Thursday, November 06, 2008

ES&S Model 100 Precinct Ballot Counter UPDATED

Look familiar:
Features of the Model 100 include:

* Ensuring Ballot Integrity — because the Model 100 alerts voters to over-voted races and under-voted ballots, it greatly enhances the ability to capture voter intent.
* Security and Reliability — a rugged stainless steel chassis, independent ballot containers, and other unique features make the Model 100 one of the most secure and reliable in the industry.
* State-of-the-Art Flexibility — driven by an Intel processor, the Model 100 utilizes QNX. Operating software which provides real-time resource management, true multi-tasking capabilities, and unparalleled election accuracy.
* Fast Election Reporting — immediately upon poll closing, the Model 100's internal thermal printer legibly prints out vote totals, and enables election officials to transmit results to election central.
* Tested, Certified, Proven — the Model 100 has been fully tested by an independent testing authority, certified to meet or exceed the rigorous standards of the federal government, and proven through the use in thousands of actual elections worldwide.
I am researching failure rate and other issues with this scanner. I have heard they claim a 99% accuracy rate, which could mean as much as a 30,000 votes. How those errors are distributed could determine the outcome. If you see or read anything in your travels, drop a note in the comments.
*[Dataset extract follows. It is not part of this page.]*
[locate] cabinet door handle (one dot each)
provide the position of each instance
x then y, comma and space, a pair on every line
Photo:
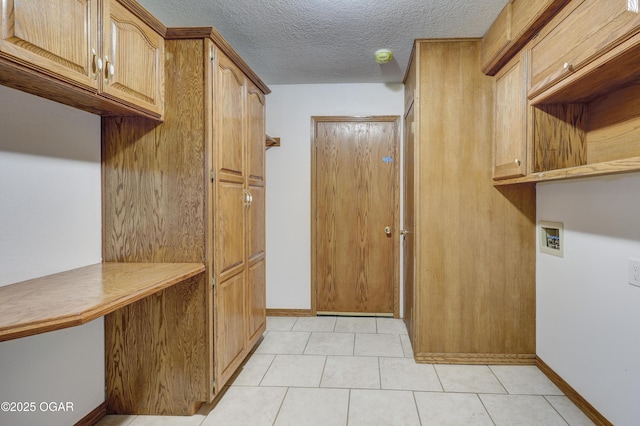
97, 64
UPDATE: Interesting article here, sent to a local E-Dem group:
Electronic voting machines that a Michigan election official said last week incorrectly tabulated vote counts during pre-election tests in the state were used in Minnesota where the senate race between Republican incumbent Norm Coleman and Democratic challenger Al Franken is in dispute.
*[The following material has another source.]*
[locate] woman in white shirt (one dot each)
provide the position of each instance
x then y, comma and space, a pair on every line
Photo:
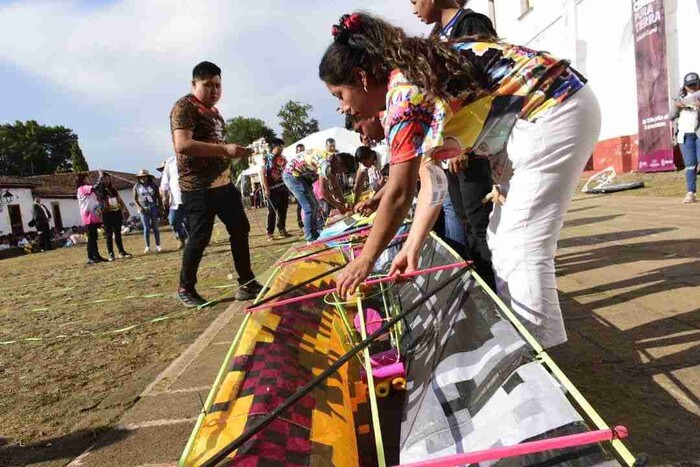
686, 111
According to an Oct. 24 letter sent to the federal Election Assistance Commission (EAC), Ruth Johnson, the Oakland County Clerk/Register of Deeds, warned that tabulating software in Election Systems & Software M-100 optical scan voting machines recorded “conflicting” vote counts during testing in her state.

Minnesota voters uses optical scan ballots that voters mark by hand. ES&S's M-100 optical scan voting was used in Minnesota counties and in more than a dozen other states on Election Day.